In 2011 Germany’s Continental AG entered into the automotive turbocharger market, rapidly establishing itself with a range of award-winning products. Now the company is expanding its geographic footprint in this segment with the opening of its first non-European turbocharger plant its site in Jiading, a suburb of Shanghai, China.
In November this new facility started producing the RAAX™ turbocharger, developed by Continental for the Volkswagen Group’s EA888 Gen.3B engine platform and in production in Europe since 2016 in the Audi A3.
In the Chinese market, this 2.0 litre turbocharged gasoline engine will debut in the VW Teramont SUV, followed by the VW Tiguan and other high-volume models. Meanwhile, preparations are already under way for the next round of expansion. This is scheduled for 2018, when production of the RAAX™ turbocharger, for the same Volkswagen engine, will launch at a further site, the Continental plant in San Luis Potosi, Mexico.
“Right from the start, our turbocharger activities have been focused on the gasoline segment, and now this strategy has been vindicated by a sharp rise in demand for turbocharged gasoline engines,” stated Wolfgang Breuer, Head of Continental’s Engine Systems business unit, which includes the turbocharger product line.
“The new Chinese facility, where our latest technologies will be built to the highest quality standards, will secure us a strong position in the world’s largest automobile market. And by next year, when production will also launch in North America, we will have manufacturing bases across all three market regions.”

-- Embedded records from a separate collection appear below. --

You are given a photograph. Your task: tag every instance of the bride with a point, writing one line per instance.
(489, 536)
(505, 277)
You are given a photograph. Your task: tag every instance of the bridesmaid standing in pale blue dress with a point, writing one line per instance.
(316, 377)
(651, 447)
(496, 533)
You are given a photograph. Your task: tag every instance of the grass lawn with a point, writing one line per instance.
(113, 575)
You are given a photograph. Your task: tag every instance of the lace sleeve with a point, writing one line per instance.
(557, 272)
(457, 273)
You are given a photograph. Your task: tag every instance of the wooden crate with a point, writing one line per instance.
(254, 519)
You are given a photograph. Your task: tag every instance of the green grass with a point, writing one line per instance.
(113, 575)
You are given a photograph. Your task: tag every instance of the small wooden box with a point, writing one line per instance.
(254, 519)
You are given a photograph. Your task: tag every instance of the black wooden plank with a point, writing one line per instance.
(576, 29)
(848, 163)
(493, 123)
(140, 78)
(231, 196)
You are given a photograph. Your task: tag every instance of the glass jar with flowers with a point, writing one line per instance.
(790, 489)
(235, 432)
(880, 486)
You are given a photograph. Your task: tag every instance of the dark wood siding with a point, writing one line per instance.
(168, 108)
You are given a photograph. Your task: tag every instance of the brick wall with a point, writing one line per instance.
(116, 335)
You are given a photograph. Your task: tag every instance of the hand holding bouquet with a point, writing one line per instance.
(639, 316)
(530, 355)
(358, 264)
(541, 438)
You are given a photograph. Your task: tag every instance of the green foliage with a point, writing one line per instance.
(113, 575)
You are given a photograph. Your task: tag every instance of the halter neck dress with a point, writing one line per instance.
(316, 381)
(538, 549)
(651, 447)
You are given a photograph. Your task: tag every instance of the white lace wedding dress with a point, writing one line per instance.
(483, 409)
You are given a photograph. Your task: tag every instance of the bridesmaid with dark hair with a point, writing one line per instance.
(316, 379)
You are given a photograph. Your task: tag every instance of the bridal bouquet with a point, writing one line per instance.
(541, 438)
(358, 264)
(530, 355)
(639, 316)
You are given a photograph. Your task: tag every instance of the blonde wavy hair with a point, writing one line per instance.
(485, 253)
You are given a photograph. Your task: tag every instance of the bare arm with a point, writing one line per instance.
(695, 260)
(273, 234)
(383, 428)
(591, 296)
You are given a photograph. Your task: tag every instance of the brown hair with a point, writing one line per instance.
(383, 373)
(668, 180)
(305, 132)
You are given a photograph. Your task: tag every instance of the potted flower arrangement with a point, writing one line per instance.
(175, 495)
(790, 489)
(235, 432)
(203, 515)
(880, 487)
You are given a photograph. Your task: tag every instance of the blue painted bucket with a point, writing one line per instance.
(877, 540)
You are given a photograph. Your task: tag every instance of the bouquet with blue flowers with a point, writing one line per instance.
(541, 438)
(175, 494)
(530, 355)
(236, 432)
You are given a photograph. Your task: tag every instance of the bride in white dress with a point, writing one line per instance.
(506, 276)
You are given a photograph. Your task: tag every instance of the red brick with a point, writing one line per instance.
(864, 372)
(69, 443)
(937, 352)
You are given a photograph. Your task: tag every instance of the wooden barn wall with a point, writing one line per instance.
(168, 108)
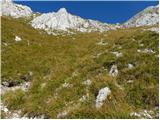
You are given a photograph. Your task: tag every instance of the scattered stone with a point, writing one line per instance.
(87, 82)
(102, 43)
(102, 95)
(117, 54)
(17, 38)
(130, 81)
(66, 85)
(62, 114)
(145, 114)
(146, 50)
(113, 71)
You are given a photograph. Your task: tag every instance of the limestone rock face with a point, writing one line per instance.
(14, 10)
(147, 17)
(64, 21)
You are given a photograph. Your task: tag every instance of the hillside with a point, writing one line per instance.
(46, 76)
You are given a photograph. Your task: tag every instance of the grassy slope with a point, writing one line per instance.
(54, 59)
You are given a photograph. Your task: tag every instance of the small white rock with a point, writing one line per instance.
(113, 71)
(102, 95)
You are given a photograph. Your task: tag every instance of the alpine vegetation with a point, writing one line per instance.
(59, 65)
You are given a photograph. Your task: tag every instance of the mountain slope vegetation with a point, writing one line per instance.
(58, 66)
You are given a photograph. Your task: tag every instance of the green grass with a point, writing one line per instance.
(54, 59)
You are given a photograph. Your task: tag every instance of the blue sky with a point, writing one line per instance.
(104, 11)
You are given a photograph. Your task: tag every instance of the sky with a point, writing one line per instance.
(104, 11)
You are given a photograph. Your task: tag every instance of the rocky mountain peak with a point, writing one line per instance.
(9, 8)
(62, 10)
(147, 17)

The RAAX™ turbine technology developed by Continental, which first went into production in the EA888 engine platform, improves engine response and also increases efficiency. While the most common type of gasoline turbocharger today, the radial turbocharger, features a radial exhaust gas flow to the turbine wheel, the new Continental turbocharger features a radial-axial flow – hence the name RAAX™.
This makes it possible to substantially reduce the size of the turbine wheels, and to reduce the mass moment of inertia by approximately 40%. The turbocharger therefore develops boost pressure more quickly in response to changing engine loads. A new solution has also been implemented for the wastegate valve, which stops boost pressure rising too steeply at high engine output, based on an electronically controlled electric actuator developed by Continental.
MIM has been a key technology supporting the increased use of turbochargers thanks to its ability to deliver precision net-shape components from a range of difficult to machine high-temperature alloys.